浅井忠日記資料デジタルアーカイブ

きょうは、千葉県立美術館開館50周年記念特別展「浅井忠、あちこちに行くーむすばれる人、つながる時代ー」の最終日である。

サイトを見にいくと、浅井忠の日記がウェブで公開されているのに気がついた。


説明を引用しておこう。

このデジタルアーカイブは、千葉県立美術館が所蔵する浅井忠(1856 - 1907)の4つの日記の画像と釈文を、地図や関連資料とともに公開することで、美術館に直接来館できない人々にも広く浅井忠の魅力を発信することを目的としたものです。

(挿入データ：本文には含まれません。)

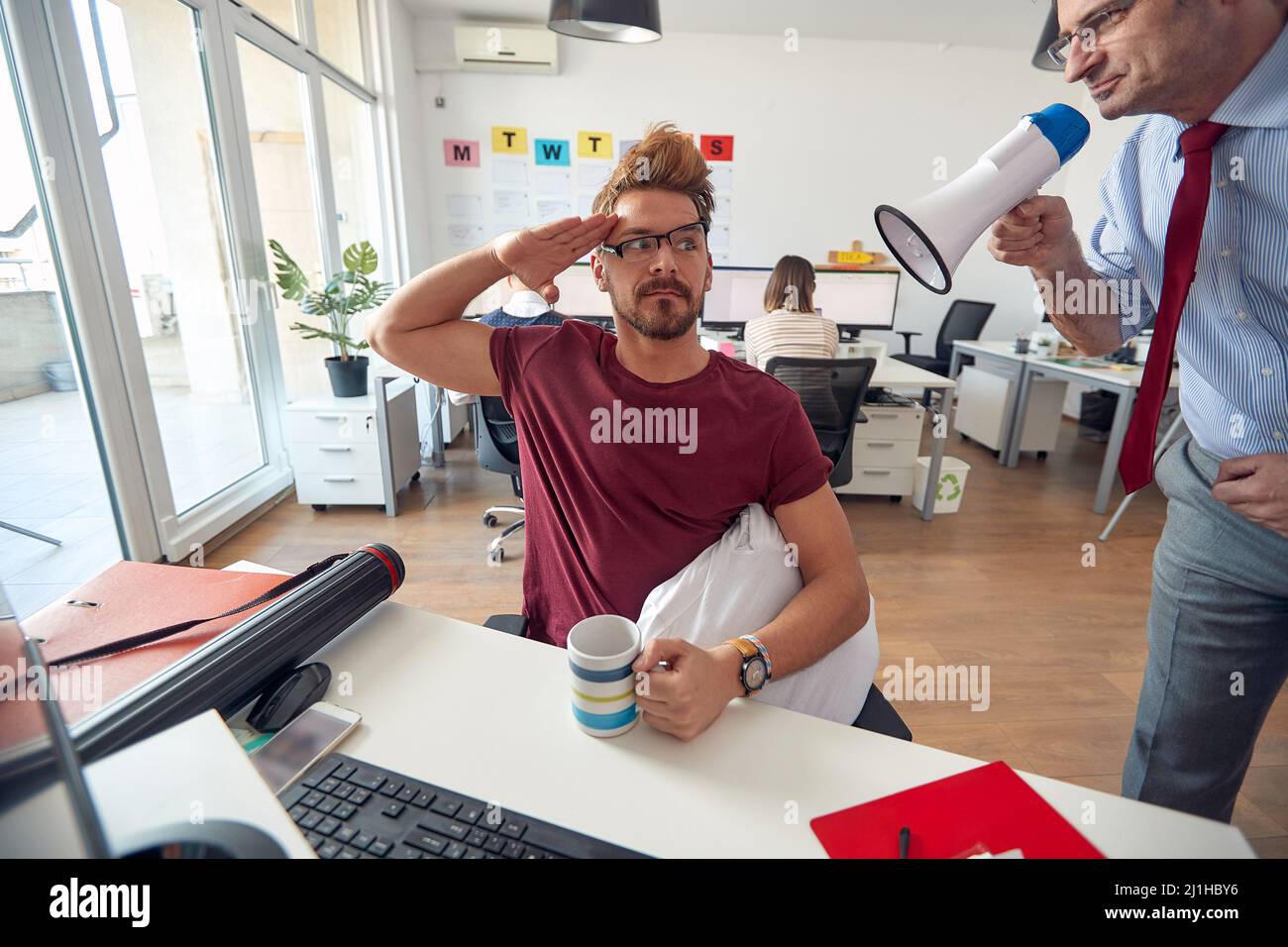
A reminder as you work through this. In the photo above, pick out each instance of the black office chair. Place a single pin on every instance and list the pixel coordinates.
(876, 716)
(496, 444)
(831, 392)
(965, 321)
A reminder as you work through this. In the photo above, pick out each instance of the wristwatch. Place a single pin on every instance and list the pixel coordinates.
(756, 668)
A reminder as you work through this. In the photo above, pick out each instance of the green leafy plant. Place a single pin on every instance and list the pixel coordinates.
(347, 294)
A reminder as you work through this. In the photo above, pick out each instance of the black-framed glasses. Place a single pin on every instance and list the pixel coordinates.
(686, 240)
(1091, 29)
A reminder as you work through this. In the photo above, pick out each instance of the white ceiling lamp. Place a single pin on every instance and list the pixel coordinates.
(616, 21)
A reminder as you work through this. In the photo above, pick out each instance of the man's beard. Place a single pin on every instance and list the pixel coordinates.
(673, 318)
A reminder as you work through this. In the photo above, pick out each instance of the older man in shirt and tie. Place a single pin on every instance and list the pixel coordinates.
(1194, 243)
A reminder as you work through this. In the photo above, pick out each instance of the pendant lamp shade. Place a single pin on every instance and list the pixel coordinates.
(616, 21)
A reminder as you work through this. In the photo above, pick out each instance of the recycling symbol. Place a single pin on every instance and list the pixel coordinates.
(957, 487)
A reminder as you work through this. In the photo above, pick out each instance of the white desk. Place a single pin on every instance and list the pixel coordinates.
(485, 714)
(1025, 368)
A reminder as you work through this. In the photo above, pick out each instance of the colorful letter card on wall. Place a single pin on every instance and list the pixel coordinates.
(717, 147)
(460, 154)
(595, 145)
(509, 141)
(553, 151)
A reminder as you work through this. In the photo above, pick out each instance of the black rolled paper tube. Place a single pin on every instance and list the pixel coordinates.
(230, 671)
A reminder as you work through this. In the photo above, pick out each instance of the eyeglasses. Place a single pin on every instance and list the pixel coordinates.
(687, 240)
(1094, 27)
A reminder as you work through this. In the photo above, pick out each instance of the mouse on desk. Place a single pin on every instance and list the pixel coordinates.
(287, 696)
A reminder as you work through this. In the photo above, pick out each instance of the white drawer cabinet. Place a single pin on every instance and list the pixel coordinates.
(356, 450)
(884, 453)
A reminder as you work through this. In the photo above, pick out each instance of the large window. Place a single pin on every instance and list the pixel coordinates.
(150, 95)
(58, 523)
(183, 136)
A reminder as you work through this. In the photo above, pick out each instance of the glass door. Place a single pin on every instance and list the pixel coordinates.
(59, 523)
(201, 368)
(149, 86)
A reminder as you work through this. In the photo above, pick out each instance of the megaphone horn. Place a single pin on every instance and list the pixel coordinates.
(931, 236)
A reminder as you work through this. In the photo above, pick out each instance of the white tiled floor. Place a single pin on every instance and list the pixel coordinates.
(52, 482)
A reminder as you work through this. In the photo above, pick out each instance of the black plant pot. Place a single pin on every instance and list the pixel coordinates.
(349, 376)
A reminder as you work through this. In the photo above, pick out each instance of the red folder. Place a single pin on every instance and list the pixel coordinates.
(990, 805)
(133, 598)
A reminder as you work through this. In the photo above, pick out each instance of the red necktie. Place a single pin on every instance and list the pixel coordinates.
(1180, 257)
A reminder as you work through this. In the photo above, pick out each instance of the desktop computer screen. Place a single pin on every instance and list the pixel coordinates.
(853, 299)
(857, 299)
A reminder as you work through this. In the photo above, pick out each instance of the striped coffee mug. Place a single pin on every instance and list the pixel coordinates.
(600, 652)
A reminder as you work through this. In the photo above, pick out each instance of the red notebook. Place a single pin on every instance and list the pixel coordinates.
(990, 805)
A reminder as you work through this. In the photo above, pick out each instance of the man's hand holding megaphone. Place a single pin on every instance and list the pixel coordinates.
(1035, 234)
(1038, 234)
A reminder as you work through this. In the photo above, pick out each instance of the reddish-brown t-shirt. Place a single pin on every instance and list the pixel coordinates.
(619, 497)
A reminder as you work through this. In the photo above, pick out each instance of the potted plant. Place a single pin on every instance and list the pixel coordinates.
(347, 294)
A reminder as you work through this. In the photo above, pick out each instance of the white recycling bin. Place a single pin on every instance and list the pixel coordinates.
(952, 483)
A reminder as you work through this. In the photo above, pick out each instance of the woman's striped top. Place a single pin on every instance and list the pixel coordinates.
(790, 334)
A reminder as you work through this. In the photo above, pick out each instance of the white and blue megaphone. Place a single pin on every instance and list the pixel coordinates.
(931, 236)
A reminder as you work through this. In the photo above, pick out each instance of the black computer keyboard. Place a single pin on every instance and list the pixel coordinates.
(351, 809)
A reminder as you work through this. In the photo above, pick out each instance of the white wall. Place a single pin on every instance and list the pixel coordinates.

4つの日記は、浅井の旅の記憶であり、文章だけでなくスケッチも多く描きこまれています。浅井の旅と写生は、学生時代の課題制作等を発端として生涯続けられました。浅井にとって、旅に出て写生することは創作活動の原動力でした。工部美術学校を退学した翌年に従弟の窪田洋平と筑波方面に旅した際の記録を綴った「筑波日記」、日清戦争時に従軍画家として戦地に赴いた際の体験を書いた「従軍日記」、西洋画研究のため留学したパリに到着以降の半年程の出来事を記した「巴里日記」、1901年5月のフォンテーヌブローからグレーへの10日間の旅の記録を綴った「フォンテーヌブロー日記」。各時期の旅での浅井の新鮮なまなざしが記されたこれらの日記やスケッチからは、当時の時代背景や浅井の人柄が活き活きと伝わってきます。まるで一緒に旅しているかのような臨場感を、どうぞお楽しみください。

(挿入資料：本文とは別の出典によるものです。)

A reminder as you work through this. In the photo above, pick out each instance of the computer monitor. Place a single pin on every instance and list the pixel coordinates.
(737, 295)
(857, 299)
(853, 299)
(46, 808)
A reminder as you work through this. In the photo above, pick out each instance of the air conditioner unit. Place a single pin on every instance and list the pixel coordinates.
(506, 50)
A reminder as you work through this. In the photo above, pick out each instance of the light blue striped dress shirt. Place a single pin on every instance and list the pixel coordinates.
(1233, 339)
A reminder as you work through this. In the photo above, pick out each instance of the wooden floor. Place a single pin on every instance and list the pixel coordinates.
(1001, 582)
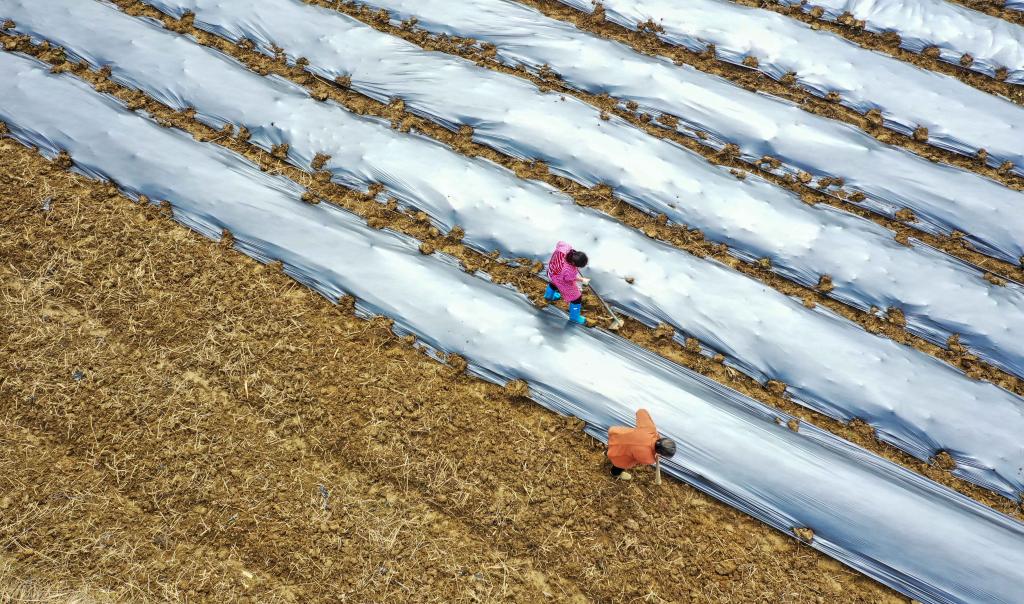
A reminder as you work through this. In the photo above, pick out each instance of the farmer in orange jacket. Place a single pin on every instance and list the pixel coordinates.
(629, 447)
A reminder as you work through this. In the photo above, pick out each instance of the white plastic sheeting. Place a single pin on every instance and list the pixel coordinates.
(892, 524)
(918, 403)
(943, 199)
(938, 295)
(954, 30)
(958, 118)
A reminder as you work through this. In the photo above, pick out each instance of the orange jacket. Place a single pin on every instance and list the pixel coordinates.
(629, 447)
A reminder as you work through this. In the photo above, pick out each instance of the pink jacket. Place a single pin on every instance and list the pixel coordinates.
(563, 274)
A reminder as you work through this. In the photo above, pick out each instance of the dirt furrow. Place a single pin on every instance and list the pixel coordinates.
(854, 31)
(269, 391)
(601, 198)
(522, 273)
(829, 191)
(211, 483)
(751, 79)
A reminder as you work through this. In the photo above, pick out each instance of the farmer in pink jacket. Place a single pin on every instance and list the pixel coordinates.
(563, 273)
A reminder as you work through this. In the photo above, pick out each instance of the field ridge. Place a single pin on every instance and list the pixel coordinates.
(516, 274)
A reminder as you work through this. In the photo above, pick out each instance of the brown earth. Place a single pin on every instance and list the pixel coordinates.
(853, 30)
(179, 422)
(646, 42)
(523, 277)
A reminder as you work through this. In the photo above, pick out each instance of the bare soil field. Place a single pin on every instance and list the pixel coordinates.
(180, 423)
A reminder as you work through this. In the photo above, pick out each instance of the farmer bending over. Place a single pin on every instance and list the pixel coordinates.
(563, 273)
(629, 447)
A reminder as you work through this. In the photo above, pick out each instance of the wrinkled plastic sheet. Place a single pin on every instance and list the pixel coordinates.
(953, 29)
(958, 118)
(894, 525)
(916, 403)
(716, 112)
(938, 295)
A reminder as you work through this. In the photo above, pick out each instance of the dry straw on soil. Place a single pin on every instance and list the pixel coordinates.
(181, 423)
(524, 276)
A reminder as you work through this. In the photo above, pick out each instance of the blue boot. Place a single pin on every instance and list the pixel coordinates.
(574, 315)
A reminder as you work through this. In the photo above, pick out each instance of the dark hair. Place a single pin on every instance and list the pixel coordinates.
(578, 259)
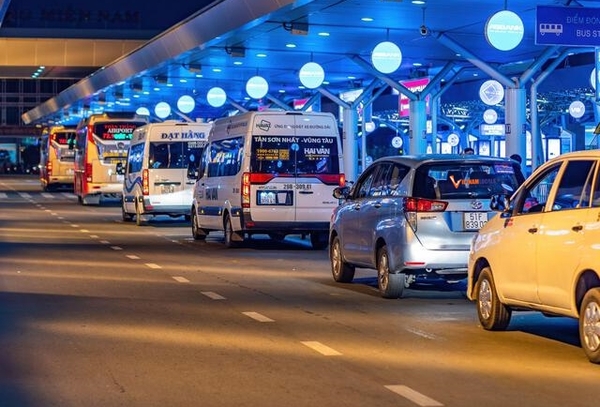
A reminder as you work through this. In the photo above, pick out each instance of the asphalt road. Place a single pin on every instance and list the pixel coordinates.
(97, 312)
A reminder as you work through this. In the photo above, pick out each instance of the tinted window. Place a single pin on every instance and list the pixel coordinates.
(225, 157)
(175, 154)
(294, 155)
(575, 185)
(135, 158)
(463, 180)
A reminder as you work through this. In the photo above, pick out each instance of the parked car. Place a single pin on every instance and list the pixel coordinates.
(413, 216)
(542, 252)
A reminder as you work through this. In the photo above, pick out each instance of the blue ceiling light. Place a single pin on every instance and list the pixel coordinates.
(257, 87)
(386, 57)
(216, 97)
(504, 30)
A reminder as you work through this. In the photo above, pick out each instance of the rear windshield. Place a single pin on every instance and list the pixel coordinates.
(287, 155)
(175, 154)
(463, 180)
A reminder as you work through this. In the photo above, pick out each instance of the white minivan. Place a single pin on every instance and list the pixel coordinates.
(161, 168)
(269, 172)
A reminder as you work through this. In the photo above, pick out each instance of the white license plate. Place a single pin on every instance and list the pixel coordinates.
(474, 220)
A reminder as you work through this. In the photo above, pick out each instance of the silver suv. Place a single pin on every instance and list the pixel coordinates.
(410, 217)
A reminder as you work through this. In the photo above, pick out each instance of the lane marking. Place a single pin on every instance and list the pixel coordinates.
(153, 266)
(212, 295)
(414, 396)
(322, 349)
(420, 333)
(256, 316)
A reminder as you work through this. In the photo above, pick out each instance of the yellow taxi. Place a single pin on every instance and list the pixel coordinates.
(542, 250)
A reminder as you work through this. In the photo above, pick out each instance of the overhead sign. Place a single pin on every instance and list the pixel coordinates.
(573, 26)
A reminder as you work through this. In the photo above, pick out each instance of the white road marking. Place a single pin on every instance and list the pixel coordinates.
(414, 396)
(212, 295)
(322, 349)
(153, 266)
(256, 316)
(420, 333)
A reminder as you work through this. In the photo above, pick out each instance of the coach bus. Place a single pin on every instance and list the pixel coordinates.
(56, 158)
(102, 142)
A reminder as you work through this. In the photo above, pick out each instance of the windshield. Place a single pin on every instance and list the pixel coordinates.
(175, 154)
(283, 155)
(463, 180)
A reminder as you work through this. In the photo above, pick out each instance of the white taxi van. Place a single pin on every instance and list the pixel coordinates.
(161, 169)
(542, 251)
(269, 172)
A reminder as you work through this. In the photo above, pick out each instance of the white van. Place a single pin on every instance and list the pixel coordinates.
(161, 168)
(269, 172)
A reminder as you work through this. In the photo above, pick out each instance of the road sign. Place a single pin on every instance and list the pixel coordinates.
(573, 26)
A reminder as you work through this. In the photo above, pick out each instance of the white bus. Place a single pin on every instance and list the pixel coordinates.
(102, 142)
(161, 168)
(270, 172)
(57, 158)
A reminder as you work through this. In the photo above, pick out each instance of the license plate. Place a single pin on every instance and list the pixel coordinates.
(474, 220)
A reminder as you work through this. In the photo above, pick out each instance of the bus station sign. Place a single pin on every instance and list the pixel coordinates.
(572, 26)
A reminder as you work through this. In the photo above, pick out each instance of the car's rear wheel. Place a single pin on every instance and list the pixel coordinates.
(229, 233)
(390, 285)
(589, 325)
(197, 232)
(342, 271)
(493, 315)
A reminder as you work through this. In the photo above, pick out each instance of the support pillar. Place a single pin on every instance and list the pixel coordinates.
(515, 125)
(350, 122)
(417, 125)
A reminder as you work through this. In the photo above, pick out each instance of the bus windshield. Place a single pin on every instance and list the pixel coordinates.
(175, 154)
(290, 155)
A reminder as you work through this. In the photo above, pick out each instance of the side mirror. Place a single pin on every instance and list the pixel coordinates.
(500, 202)
(341, 192)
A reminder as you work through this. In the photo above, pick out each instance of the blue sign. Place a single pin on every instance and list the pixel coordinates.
(573, 26)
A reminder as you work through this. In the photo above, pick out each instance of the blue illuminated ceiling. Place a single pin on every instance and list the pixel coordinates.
(233, 40)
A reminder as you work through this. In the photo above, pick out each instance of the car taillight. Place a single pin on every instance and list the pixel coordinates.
(412, 206)
(424, 205)
(145, 183)
(88, 171)
(246, 189)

注釈はついていないが、写真版とその下に翻字されたテキストがあり、地図や参考写真が添えられているページもある。

『従軍日記』のスケッチは、明暗をていねいにつけたものもあり、日清戦争の戦場の様子がリアルにとらえられている。

過去に美術館で刊行されたものが元になっているようだが、現物の写真と翻刻(釈文)が同時に見られるのは、便利である。